Cancer cells display various degrees of disorganization and distortion and could be likened to a Jackson Pollock painting. Cancers whose cells appear closest to normal are considered grade 1 and generally are the least aggressive; those with highly irregular, disorganized features are classified as grade 5 and generally are the most aggressive.
The Gleason score is derived by determining the two most prevalent organizational patterns in the tumor, assigning each a grade, and then adding the two numbers together. For example, if the most common pattern is grade 3 and the next most common pattern is grade 4, the Gleason score would be 3 + 4 = 7. Most pathologists do not recommend assigning Gleason scores below 5 based on needle biopsies because when the prostate is removed and the entire gland is evaluated, lower Gleason scores are almost always upgraded.
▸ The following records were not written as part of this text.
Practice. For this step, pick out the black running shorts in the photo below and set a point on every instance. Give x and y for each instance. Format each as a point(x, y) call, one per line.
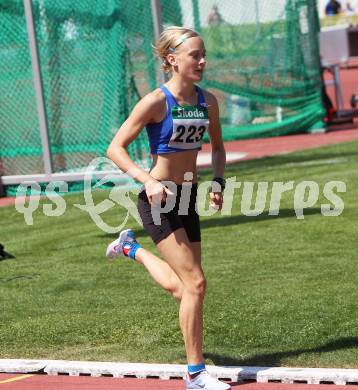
point(173, 219)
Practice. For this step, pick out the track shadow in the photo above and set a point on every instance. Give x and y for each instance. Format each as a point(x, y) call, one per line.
point(275, 358)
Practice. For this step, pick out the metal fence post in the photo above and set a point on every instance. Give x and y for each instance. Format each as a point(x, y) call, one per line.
point(36, 71)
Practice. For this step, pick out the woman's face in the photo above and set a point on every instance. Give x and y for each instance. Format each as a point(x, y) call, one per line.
point(189, 59)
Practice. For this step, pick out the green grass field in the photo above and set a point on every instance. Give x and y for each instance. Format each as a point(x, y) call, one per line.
point(281, 291)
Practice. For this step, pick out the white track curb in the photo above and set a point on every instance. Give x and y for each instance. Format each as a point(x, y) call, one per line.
point(336, 376)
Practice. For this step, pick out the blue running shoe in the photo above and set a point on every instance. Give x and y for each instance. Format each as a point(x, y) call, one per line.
point(205, 381)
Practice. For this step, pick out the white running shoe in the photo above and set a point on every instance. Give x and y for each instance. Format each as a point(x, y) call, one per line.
point(122, 245)
point(205, 381)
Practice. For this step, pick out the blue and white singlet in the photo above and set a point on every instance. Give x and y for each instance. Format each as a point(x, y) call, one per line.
point(182, 128)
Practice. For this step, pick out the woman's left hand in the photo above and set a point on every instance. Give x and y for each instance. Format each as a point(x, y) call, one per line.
point(216, 200)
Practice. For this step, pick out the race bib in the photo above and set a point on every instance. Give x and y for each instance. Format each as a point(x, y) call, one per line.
point(189, 126)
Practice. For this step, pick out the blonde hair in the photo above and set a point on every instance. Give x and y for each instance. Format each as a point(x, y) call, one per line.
point(169, 40)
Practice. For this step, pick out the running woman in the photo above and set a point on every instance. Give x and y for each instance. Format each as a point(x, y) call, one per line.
point(175, 115)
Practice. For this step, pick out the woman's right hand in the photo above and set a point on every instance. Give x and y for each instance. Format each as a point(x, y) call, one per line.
point(156, 192)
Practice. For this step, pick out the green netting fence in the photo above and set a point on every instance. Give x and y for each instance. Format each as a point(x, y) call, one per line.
point(96, 61)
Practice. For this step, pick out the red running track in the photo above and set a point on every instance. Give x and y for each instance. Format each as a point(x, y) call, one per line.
point(45, 382)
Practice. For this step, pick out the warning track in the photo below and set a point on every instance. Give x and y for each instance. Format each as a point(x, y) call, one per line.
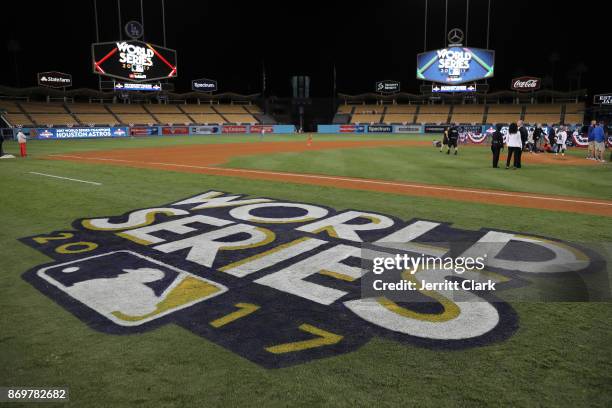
point(204, 159)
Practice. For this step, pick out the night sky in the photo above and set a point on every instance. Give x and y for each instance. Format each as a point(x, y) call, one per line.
point(231, 40)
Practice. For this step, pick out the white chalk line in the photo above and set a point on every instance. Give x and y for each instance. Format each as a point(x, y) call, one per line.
point(352, 180)
point(65, 178)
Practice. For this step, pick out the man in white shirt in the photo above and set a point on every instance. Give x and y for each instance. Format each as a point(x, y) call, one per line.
point(561, 140)
point(515, 145)
point(21, 138)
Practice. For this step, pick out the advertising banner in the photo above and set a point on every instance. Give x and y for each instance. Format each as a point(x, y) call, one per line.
point(388, 86)
point(455, 65)
point(205, 130)
point(452, 88)
point(380, 129)
point(472, 134)
point(235, 129)
point(78, 133)
point(175, 130)
point(144, 131)
point(407, 129)
point(352, 129)
point(127, 86)
point(204, 85)
point(525, 84)
point(259, 128)
point(280, 129)
point(133, 60)
point(54, 79)
point(434, 129)
point(602, 99)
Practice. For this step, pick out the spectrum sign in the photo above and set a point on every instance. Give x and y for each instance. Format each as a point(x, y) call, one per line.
point(455, 65)
point(134, 61)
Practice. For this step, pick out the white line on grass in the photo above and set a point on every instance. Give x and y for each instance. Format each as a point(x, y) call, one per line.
point(356, 180)
point(66, 178)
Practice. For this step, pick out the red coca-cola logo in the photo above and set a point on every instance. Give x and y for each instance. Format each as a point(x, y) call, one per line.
point(526, 84)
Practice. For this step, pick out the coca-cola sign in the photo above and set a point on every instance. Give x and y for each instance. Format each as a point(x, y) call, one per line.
point(526, 84)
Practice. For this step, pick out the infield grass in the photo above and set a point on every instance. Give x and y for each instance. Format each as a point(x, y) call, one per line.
point(560, 356)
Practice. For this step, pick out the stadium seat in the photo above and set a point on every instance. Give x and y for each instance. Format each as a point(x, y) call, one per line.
point(198, 109)
point(401, 109)
point(101, 119)
point(42, 107)
point(144, 118)
point(202, 118)
point(58, 119)
point(468, 114)
point(345, 108)
point(398, 118)
point(366, 118)
point(506, 118)
point(17, 119)
point(87, 108)
point(369, 109)
point(239, 109)
point(163, 109)
point(125, 108)
point(433, 114)
point(174, 118)
point(239, 118)
point(9, 106)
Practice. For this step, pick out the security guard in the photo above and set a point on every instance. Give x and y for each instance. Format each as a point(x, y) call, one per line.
point(453, 138)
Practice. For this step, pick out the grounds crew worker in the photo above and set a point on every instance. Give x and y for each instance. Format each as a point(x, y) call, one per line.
point(497, 144)
point(22, 141)
point(453, 138)
point(444, 139)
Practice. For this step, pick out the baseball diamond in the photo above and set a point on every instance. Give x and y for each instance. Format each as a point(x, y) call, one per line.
point(222, 204)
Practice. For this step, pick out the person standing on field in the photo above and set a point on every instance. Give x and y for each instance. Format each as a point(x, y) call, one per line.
point(524, 136)
point(497, 144)
point(599, 139)
point(444, 139)
point(561, 140)
point(453, 138)
point(591, 140)
point(515, 145)
point(21, 138)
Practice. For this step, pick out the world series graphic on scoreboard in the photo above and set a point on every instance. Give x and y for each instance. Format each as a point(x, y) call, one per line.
point(455, 65)
point(279, 282)
point(133, 61)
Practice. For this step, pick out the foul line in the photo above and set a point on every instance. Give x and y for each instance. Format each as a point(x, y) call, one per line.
point(349, 179)
point(65, 178)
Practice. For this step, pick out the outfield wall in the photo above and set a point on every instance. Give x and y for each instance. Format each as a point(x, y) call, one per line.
point(476, 134)
point(144, 131)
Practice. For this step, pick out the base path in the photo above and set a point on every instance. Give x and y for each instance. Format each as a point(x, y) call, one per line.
point(203, 158)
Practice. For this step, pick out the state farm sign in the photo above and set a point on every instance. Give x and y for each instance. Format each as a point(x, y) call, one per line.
point(526, 84)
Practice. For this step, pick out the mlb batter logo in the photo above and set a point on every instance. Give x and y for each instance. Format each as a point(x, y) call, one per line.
point(128, 288)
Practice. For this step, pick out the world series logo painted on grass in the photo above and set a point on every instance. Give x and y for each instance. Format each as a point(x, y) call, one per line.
point(277, 282)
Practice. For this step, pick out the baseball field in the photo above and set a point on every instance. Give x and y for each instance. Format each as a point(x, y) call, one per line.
point(248, 343)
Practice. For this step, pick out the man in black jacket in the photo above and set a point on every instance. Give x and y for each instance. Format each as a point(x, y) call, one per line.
point(497, 144)
point(453, 138)
point(537, 137)
point(524, 136)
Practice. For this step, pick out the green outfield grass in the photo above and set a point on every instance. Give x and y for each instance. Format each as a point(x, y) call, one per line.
point(471, 168)
point(560, 356)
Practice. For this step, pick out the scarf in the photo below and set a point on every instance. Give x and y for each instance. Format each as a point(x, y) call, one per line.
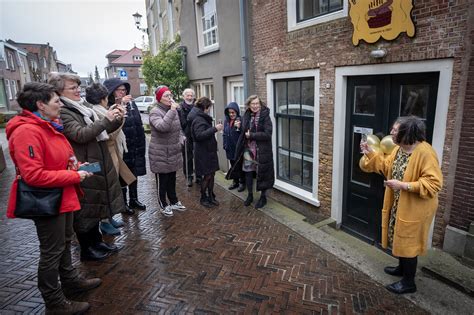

Most urologists would classify Gleason scores of 5 and 6 as low-grade tumors, a Gleason score of 7 as intermediate, and Gleason scores of 8, 9, and 10 as high grade, with the least favorable outlook.
The Gleason score was originally devised by Donald F. Gleason, M.D., a pathologist who created the unique and now ubiquitous scoring system in the 1960s based on his observations of prostate tissue taken from biopsy samples of more than 300 patients. The prostate tissue, when riddled with microscopic tumors, had a certain pattern when viewed under a microscope, and Dr. Gleason took note of that, assigning numbers to the various architectural patterns. He finally arrived at five representative pictures that were characteristic of all the patients. When reviewing background data on the patients, a strong correlation was found between their "Gleason score" and the patients' death rates.
By the late 1980s, Dr. Gleasons system was used in all medical publications on prostate cancer, and is still in use today throughout the world. Your PSA test result, along with your Gleason score, predicts the likely outcome of prostate cancer and it's the gold standard test that will be used to diagnose more than 186,000 men this year with the disease.